Of all the currently described mycobacterial species, ≈60% have caused human diseases. For this reason, modern techniques for faster culture, identification, and drug susceptibility testing are urgently needed in mycobacteriology laboratories (22,25). In addition to the collection of high-quality specimens, timely diagnosis of NTM disease requires regular communication of clinical suspicion to the laboratory staff because optimal recover of some fastidious species requires additional tasks. Routine techniques include microscopy and culture; the latter should be performed by using both liquid and solid media incubated at different temperatures (22). Although optimal recovery for most clinically relevant mycobacteria is obtained at 35C°–37C°, some species (M. hemophilum, M. marinum, M. ulcerans and some species of RGM) require a lower incubation temperature to grow.

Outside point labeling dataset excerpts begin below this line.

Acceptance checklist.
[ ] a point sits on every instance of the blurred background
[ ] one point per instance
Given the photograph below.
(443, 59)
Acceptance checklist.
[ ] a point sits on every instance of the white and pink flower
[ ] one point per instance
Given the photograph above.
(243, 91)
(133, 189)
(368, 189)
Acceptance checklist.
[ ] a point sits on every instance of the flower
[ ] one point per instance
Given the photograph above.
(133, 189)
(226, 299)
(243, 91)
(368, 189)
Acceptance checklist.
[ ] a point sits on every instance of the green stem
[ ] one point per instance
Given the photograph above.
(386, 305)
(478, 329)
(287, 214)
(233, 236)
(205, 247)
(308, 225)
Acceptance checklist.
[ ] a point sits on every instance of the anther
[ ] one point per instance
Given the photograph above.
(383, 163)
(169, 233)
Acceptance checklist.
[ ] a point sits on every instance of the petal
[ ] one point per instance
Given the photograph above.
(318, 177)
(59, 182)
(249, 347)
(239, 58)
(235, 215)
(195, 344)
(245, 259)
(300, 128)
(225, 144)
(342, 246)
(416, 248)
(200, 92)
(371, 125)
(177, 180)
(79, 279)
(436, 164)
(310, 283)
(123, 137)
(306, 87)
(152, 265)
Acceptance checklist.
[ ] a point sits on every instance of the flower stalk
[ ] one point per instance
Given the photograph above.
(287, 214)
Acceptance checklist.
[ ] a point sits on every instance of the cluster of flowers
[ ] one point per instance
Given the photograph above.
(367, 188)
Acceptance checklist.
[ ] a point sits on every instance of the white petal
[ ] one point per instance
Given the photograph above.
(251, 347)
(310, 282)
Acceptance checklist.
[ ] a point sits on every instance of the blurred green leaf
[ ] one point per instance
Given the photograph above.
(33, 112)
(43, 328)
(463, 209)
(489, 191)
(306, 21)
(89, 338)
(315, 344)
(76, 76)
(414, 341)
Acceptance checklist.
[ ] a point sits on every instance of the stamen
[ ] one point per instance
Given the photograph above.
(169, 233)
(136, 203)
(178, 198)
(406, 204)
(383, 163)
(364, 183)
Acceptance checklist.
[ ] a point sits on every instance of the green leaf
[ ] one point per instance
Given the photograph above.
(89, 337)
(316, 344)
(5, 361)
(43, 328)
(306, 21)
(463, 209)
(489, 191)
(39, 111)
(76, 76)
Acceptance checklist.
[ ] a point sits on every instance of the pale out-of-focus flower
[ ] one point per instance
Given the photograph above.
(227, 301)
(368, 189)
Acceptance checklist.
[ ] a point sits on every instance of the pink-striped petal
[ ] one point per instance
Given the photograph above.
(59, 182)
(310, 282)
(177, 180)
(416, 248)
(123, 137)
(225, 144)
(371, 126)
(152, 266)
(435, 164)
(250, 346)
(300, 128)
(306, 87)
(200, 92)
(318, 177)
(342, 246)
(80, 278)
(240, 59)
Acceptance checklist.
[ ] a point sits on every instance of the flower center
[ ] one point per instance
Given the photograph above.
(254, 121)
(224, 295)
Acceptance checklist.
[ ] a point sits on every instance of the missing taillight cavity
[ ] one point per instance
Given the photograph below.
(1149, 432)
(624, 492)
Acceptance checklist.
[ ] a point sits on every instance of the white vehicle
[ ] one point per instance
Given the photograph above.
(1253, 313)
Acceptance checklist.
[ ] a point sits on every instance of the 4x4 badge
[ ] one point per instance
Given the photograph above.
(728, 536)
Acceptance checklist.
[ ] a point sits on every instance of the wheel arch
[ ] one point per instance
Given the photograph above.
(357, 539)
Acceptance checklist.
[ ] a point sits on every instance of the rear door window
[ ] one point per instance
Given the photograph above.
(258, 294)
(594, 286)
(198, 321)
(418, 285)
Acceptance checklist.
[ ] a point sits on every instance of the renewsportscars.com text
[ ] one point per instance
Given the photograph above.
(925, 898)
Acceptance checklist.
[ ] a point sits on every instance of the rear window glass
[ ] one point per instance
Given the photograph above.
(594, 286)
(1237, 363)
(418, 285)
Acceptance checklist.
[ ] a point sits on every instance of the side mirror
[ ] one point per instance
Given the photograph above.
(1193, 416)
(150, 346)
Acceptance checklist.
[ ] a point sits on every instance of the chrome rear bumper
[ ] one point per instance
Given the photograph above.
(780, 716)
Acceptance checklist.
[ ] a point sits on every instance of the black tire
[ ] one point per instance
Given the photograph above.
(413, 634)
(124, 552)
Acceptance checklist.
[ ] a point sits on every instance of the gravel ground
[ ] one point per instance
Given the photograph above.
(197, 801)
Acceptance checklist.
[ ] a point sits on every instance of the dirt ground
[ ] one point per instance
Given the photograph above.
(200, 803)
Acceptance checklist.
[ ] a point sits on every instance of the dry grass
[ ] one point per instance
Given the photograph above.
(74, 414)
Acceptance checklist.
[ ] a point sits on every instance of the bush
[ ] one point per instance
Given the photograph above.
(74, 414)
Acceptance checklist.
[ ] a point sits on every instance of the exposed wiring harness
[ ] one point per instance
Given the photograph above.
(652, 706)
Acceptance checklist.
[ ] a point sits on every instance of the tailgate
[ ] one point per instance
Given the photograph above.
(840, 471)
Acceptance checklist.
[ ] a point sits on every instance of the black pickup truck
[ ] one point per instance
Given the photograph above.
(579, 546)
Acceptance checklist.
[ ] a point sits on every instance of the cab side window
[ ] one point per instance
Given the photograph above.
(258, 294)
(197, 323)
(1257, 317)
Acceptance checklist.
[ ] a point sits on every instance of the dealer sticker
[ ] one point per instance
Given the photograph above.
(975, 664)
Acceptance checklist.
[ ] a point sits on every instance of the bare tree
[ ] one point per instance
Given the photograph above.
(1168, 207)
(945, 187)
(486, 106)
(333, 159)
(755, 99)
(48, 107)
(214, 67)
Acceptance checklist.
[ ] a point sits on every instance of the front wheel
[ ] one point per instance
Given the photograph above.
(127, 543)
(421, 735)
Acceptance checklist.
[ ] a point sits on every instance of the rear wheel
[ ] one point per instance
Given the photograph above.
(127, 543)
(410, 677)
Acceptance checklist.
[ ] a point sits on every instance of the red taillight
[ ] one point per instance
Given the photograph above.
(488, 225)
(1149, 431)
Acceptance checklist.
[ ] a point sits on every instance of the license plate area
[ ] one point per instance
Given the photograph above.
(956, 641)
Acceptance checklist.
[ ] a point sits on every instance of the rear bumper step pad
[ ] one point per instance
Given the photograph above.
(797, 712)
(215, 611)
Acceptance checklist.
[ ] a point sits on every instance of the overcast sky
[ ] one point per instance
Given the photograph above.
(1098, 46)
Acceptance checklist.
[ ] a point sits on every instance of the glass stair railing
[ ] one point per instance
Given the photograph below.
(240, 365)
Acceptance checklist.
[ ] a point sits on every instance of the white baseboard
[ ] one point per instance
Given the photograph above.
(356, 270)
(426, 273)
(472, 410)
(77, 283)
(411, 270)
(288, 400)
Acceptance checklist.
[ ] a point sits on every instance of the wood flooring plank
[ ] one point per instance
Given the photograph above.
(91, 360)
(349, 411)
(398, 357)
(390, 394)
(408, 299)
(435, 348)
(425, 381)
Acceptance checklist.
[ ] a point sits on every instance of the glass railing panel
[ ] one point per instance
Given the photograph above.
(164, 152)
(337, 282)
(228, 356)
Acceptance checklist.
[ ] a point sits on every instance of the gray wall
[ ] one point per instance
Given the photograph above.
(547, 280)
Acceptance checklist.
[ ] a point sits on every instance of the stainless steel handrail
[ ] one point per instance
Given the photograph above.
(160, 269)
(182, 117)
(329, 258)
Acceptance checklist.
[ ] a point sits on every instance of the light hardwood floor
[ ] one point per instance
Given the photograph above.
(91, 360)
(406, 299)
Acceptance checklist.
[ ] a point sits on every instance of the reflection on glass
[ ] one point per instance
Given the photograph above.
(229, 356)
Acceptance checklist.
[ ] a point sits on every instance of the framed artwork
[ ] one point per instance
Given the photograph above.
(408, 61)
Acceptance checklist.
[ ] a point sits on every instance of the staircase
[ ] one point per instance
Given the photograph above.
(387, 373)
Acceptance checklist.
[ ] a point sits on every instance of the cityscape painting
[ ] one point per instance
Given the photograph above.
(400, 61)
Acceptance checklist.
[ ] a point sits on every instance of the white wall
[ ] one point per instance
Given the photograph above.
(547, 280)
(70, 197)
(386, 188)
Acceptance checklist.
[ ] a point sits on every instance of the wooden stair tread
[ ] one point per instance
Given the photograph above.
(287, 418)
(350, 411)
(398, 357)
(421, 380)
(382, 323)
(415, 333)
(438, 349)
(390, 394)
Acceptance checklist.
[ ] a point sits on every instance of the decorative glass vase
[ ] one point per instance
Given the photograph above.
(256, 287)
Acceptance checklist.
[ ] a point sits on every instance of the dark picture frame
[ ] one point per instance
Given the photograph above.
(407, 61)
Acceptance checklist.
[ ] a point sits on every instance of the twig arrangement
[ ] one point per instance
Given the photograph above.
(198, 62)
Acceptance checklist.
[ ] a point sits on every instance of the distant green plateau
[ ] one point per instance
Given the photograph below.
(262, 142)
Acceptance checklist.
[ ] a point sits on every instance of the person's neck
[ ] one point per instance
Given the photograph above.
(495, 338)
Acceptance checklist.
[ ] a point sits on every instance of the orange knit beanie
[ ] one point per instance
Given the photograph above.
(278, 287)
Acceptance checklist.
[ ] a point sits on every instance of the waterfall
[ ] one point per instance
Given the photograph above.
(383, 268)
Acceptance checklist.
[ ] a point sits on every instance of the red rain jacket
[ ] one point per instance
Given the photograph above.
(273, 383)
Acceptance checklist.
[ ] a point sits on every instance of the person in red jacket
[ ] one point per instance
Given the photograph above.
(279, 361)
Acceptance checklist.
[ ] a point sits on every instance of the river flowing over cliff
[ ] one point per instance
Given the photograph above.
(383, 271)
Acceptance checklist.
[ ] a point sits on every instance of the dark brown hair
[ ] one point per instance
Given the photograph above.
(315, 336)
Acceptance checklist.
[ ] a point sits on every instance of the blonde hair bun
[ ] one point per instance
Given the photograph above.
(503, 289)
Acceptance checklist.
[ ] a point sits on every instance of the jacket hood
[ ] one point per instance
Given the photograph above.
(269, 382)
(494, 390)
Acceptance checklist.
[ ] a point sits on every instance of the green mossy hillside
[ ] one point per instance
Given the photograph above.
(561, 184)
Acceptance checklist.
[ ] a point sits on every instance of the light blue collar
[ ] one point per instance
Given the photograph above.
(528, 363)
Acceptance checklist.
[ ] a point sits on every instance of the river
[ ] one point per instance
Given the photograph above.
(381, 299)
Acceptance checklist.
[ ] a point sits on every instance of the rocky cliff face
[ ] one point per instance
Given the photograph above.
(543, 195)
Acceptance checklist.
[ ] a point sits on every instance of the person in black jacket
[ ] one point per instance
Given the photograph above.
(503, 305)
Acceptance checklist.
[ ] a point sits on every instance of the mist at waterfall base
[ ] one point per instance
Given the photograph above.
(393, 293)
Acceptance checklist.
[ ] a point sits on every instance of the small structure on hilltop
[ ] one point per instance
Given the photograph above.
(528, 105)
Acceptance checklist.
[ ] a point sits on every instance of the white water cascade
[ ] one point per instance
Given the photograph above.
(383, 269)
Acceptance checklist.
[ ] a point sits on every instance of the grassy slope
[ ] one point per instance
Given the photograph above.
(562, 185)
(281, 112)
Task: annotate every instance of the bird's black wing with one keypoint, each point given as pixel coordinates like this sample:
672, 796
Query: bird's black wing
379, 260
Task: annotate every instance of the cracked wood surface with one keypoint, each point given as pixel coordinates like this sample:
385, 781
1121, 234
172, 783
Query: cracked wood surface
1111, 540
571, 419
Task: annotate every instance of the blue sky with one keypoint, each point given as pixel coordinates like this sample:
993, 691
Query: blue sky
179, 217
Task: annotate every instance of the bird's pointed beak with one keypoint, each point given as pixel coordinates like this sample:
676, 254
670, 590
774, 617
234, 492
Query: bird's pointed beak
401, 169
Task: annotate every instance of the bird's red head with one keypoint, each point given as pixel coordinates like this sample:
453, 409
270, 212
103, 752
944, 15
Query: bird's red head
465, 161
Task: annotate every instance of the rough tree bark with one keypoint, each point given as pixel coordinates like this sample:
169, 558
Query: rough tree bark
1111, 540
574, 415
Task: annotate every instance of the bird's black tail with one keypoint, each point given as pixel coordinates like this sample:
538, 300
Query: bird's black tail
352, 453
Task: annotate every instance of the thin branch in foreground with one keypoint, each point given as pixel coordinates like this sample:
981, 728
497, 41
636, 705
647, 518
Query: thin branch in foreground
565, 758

For this reason, all clinical specimens that may harbor the above species (skin, synovial fluid, and bone) should be cultured at 28C°–30C° and at 35C°–37C°. Use of conventional biochemical and phenotypic tests for the identification of NTM is currently discouraged; more rapid and specific methods are favored, including high-performance liquid chromatography analysis of mycolic acids and commercial molecular assays. These may use either in-solution hybridization (Accuprobe, Gen-Probe Inc., San Diego, CA, USA) or solid-format reverse-hybridization assays (line probe assays) (22).Both techniques are specific, but the latter (in which amplification precedes hybridization) is more sensitive, enabling identification in the early stage of bacterial growth. Finally, gene (16S rDNA) sequencing is required for those species that cannot be identified by the above systems (22). Careful strategies should be recommended for using 16S rDNA sequence analysis databases because public databases may have wrong sequences and commercial ones tend to be underdeveloped and outdated (23,40).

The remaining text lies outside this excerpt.